『絶食男子、解禁』
それにしても『鮎川 つぐみ』という人物は、本当に大人しすぎる。
普通なら泣き喚いたり、精神的ショックで鬱っぽくなるとか、理不尽だと怒り狂ったりするものなのに。
篠田と純也のメールには『時間が解決するから』『やり返すと余計にエスカレートするから』と常に冷静さを保っている、と。
仕事に支障をきたすような状態なのに、俺に嫌味の一つ言って来ない。
それが返って気になる。
元々こういう性格なのか。
会社という場所だから、必死に我慢しているのか。
それとも、憤る感情が欠如しているのか。
弁護士という職業柄、ついつい第三者の視点に立って考えてしまう。
同期といえど、今まで殆ど個人的な付き合いはしていないから、彼女がどんな思考の持ち主なのかも知らない。
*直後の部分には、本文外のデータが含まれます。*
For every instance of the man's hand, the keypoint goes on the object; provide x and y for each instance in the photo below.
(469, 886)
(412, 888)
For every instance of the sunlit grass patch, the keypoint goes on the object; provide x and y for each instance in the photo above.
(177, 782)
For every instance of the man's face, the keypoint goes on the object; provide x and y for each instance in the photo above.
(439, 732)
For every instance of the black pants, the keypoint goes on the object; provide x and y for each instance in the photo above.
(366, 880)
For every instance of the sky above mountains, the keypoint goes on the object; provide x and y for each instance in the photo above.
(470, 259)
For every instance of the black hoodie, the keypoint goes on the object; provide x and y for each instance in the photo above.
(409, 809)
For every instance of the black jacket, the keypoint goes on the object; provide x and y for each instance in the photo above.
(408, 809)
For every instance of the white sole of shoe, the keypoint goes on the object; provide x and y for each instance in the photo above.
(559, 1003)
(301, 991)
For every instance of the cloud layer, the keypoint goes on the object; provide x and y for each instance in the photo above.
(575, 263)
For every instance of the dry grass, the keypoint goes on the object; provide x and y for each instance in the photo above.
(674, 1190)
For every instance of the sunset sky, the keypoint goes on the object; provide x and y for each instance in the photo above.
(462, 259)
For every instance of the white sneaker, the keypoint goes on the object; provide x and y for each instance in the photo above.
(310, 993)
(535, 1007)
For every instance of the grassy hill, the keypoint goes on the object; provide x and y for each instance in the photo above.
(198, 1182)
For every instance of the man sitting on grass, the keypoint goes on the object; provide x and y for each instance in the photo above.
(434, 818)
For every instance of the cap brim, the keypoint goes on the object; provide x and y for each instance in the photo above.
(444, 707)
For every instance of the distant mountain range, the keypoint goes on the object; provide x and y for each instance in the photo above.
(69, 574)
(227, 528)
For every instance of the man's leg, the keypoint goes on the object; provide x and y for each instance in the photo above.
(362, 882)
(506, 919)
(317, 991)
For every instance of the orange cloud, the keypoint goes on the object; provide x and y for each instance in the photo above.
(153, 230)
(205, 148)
同期会で見る彼女は、物静かで気が利く、少し古風な女性というイメージ。
けれど本当の彼女は、違うような気がする。
篠田の話だと、一人で海外旅行にも行くらしいし、痴漢対策にキックボクシングを習っていたとか。
それに、執拗ないじめ行為にも動じない所をみると、過去に同じような境遇を経験しているのか。
もしくは、気持ちの切り替えが早いタイプなのか。
どちらにしても、感情を表に出すタイプではなさそうだ。
篠田からのメール攻撃ですっかり目が覚めてしまった俺は、これまで来ていたメールの返信を簡潔に纏めて返す。
すると、すかさず『遅ーい!やっと返したな!』と返って来た。
社食でイラついてる姿が目に浮かぶ。
『あんまイライラすると、シワが増えるぞ』
夜中に起こされた借りをきっちりと返して…。